With that background, I’d rate the recoil of the 275-gr. .500 S&W Mag. load from the compensated 83⁄8” X-Frame in the same league as that of a short-barreled, steel-framed .44 Mag. revolver. The 440-gr. load, however, quickly becomes unpleasant to shoot. Recoil with it is more straight back than what I’m accustomed to in a large, double-action revolver suggesting to me that maybe the compensator at the muzzle works too well.

Hunting With the .500 S&W Magnum

When the opportunity presented itself to hunt wild boar with both a S&W Mountain Gun in .44 Mag. and the Model 500 in .500 Mag., I couldn’t say “no.”

“Troop,” the howling cur in the back of the pick-up truck verified that the big, black hog that had just run across the sandy trail was indeed a boar. Moby backed his horse out of the trailer, got up in the saddle and ordered the medium-sized red dog released.

Moby and Troop took off into the saw grass and Moby yelled back that Troop was onto two boars. I was up as the designated shooter, but Wayne Van Zwoll was next, so with two boars in the grass, Wayne and I both took off on foot with Bobby, our other guide, leading.


“There he is! Right there! Watch the dog!” Moby said from his perch. The black boar was big, and had a white stripe around it like an Oreo cookie. I was looking for a solid black hog and passed it up. Wayne didn’t and put it down with a single Winchester Supreme 250-gr. Platinum Tip Hollow-Point from the .44 Mag. Minutes later, Wayne’s finishing shot rang out across the marsh.

Troop took off after the second boar followed by Moby. They got deep into the grassy water before Moby got ahead of the boar and turned it. Bobby and I were running in water up to our knees to catch up to the solid black boar brought to bay by the excited cur. Three solid hits from the .44 later, the boar was dead and Troop was bleeding from a small tusk wound on his left ear.

The following morning found me up again as the designated shooter, but this time with the .500 S&W Mag. After a slow start with a different dog, Moby saddled up and turned Troop loose in a large flat of tall grass. In minutes, Troop was on to another big boar, and Bobby and I took off. The boar ran a few hundred yards, and we had to change directions only to have to boar make another run for thicker brush.

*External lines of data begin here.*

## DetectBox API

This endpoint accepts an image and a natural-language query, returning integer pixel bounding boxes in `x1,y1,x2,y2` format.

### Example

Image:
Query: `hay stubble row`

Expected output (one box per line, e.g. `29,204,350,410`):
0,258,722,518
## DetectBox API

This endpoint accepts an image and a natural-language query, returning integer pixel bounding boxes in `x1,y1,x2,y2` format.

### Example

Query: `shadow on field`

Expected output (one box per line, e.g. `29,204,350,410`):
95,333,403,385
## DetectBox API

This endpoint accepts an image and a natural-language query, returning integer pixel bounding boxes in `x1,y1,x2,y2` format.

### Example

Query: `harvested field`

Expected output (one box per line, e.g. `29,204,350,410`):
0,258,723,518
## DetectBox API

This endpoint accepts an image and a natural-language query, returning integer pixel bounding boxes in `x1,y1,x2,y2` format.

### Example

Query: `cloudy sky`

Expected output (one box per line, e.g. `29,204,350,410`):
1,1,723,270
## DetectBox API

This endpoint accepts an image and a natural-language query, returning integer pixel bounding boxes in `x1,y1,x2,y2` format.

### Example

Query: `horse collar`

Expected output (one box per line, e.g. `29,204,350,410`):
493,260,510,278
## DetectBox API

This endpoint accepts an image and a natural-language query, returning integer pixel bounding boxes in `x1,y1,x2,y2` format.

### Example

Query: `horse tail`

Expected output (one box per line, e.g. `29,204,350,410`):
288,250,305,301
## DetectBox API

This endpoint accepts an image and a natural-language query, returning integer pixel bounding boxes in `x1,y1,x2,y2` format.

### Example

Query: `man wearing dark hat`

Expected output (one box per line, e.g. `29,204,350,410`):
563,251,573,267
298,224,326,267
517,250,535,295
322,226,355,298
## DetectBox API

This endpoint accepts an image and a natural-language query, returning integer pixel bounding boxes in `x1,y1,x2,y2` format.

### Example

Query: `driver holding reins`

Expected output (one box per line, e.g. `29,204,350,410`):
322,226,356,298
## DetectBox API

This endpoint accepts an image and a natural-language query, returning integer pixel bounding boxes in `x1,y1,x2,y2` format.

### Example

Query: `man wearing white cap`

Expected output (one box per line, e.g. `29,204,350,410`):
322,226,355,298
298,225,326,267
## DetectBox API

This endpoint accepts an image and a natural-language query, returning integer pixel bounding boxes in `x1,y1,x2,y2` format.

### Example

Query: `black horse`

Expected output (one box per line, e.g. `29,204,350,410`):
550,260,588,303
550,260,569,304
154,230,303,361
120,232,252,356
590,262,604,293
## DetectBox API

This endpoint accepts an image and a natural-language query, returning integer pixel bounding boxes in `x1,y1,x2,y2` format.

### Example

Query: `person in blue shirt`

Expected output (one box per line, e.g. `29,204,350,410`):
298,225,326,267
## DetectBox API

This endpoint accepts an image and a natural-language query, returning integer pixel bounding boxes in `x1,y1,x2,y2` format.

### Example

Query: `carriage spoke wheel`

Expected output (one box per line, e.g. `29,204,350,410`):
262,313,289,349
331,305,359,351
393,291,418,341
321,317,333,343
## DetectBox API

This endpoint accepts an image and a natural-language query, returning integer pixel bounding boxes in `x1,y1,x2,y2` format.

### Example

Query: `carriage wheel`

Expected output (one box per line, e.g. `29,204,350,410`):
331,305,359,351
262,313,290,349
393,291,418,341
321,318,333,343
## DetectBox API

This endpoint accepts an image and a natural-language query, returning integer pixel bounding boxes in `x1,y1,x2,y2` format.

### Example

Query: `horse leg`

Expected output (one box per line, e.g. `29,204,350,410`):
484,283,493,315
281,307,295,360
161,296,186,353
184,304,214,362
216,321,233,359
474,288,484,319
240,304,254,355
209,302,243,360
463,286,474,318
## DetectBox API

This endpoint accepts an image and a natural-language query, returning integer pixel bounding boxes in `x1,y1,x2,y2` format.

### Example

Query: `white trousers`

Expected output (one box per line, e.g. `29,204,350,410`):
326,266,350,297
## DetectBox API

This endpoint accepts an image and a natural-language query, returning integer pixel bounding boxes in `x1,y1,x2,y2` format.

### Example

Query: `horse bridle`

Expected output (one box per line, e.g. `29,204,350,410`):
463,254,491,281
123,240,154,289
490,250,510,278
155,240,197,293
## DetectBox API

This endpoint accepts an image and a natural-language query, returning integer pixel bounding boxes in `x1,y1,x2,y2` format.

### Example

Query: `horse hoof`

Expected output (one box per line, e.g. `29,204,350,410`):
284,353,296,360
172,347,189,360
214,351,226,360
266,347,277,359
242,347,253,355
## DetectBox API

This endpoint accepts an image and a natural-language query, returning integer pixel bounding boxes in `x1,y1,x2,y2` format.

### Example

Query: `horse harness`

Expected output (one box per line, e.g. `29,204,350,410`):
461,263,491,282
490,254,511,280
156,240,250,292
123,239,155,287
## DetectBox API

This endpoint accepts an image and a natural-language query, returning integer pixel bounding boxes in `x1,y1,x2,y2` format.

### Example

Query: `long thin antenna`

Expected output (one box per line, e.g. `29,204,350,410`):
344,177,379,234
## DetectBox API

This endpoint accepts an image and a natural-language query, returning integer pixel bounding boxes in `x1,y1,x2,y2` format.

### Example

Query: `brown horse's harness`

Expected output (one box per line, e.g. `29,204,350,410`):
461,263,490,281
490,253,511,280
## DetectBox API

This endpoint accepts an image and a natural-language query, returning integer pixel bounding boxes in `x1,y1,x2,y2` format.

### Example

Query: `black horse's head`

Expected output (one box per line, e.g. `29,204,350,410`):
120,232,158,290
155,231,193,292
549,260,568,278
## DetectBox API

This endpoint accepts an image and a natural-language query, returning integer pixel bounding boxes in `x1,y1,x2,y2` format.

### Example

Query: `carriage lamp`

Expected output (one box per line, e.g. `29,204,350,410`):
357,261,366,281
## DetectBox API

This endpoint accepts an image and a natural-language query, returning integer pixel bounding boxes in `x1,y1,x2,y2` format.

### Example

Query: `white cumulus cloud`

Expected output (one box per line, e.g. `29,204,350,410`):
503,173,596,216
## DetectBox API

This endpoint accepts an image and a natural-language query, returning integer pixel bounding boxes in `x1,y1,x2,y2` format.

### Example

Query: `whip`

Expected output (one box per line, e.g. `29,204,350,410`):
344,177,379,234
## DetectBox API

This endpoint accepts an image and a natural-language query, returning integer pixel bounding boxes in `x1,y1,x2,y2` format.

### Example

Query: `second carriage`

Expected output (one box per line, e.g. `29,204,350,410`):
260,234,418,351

Troop finally brought the big boar to bay, the Model 500 roared, and the 400-gr. Hawk soft-point literally shut the boar off like a switch by entering between the neck and shoulder and exiting out the opposite flank and into the mud. Boars are big, tough animals, and every one we shot with the .500 S&W Mag. went “lights out” much faster than those shot similarly with the .44 Mags.

I have to admit that when I first heard about the .500 S&W Mag., I thought it was a gimmick meant to attract attention more than perform. But I now have to accept that I was wrong. I’ve found the possibly unsurpassable cartridge not only manageable, but practical as a big-bore hunting handgun cartridge.